Q is not cached. The query vector asks “what am I looking for right now?” It only makes sense for the current token and is thrown away after use. K and V, on the other hand, represent what each past token offers and carries. Once computed for a given token at a specific position in the sequence, they remain fixed and can be reused for all future generation steps.
Processing the prompt (500 tokens):
Compute K and V for all 500 tokens
Store them in the cache (500 rows per layer)
Generating token 501:
Compute K and V for this new token only
Append to cache (now 501 rows)
Use Q of token 501 to compare against all 501 cached K vectors
Collect the corresponding V vectors to produce the output
Generating token 502:
Compute K and V for this new token only
Append to cache (now 502 rows)
... and so onThe cache only ever grows. Past entries are never rewritten. Each new token adds one K and one V vector per layer.

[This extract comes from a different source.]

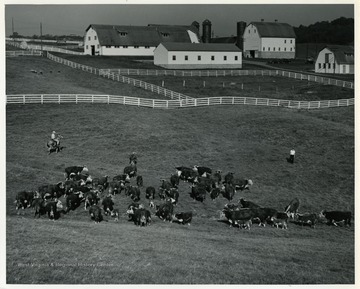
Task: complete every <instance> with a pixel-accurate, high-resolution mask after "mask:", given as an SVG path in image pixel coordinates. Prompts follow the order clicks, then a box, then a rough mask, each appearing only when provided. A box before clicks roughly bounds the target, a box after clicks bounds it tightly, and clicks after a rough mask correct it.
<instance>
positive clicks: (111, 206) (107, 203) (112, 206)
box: [101, 195, 114, 215]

This has a real memory cost. The cache holds K and V for every token, across every layer of the model. On large models with long contexts, this easily reaches several GB of GPU memory. That cost is the main bottleneck for high concurrency and long contexts, and the direct reason tools like vLLM’s PagedAttention exist.
Prefill vs decode
It helps to separate two levels of structure. Attention → MLP is the inner structure: what happens inside each transformer layer on every forward pass. Prefill and decode are the outer structure: the two phases that govern how the forward pass is applied across an entire generation.
Inference
├── Prefill (once, all prompt tokens processed in parallel)
│ └── Forward pass on the full prompt
│ └── Each layer: Attention → MLP
│ └── Produces the KV cache
│
└── Decode (repeated, one new token per step)

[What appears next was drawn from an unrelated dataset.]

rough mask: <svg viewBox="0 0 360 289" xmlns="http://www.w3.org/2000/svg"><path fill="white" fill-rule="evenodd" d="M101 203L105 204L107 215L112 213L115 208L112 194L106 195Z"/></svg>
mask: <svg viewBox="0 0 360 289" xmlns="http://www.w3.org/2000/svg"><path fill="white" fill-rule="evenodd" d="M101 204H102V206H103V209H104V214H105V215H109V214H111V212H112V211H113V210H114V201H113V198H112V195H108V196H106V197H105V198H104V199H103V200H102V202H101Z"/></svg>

└── Forward pass on a single token
└── Each layer: Attention (reads KV cache) → MLP
└── Appends one K, V row to the cacheThe KV cache is the link between the two phases: prefill creates it, and decode consumes and grows it one row at a time.
The forward pass itself is identical in both phases. What changes is what it operates on: the full prompt sequence during prefill, a single token during decode.
Every generation has two distinct phases with very different performance profiles:
| Prefill | Decode | |
|---|---|---|
| Input | Entire prompt at once | One token at a time |
| Parallelism | Full: all tokens processed in parallel | Sequential within a sequence |
| Bottleneck | Compute (GPU tensor cores) | Memory bandwidth (reading KV cache) |
| Output | First token + populated KV cache | One new token per step |
Prefill is fast but compute-heavy. Decode is slow because it’s sequential and memory-bound: each step requires reading the entire KV cache from GPU memory, even though only a small fraction of it changes.
This distinction explains several advanced techniques:
- Speculative decoding: a small model drafts several tokens in a prefill-like parallel step, the large model verifies them all at once
- Chunked prefill: split a long prompt into chunks to avoid stalling the GPU on a single massive prefill
- Prefix caching: if many requests share the same system prompt, compute and cache its KV once and reuse it
Where knowledge lives
| Location | What it contributes |
|---|---|
W_E embeddings | Initial semantic representation of tokens |
| MLP weights | Learned associations, patterns, and transformations |
| Attention weights | How information flows between tokens (structure, relationships) |
In practice these are not cleanly separated: everything is distributed across the network, and each component shapes the final representation. W_Q, W_K, W_V in particular encode structural routing strategies rather than facts, but that routing is still a form of learned knowledge. Fine-tuning techniques such as LoRA work by adjusting a small subset of these weight matrices rather than retraining the entire model from scratch, which makes them much cheaper to run.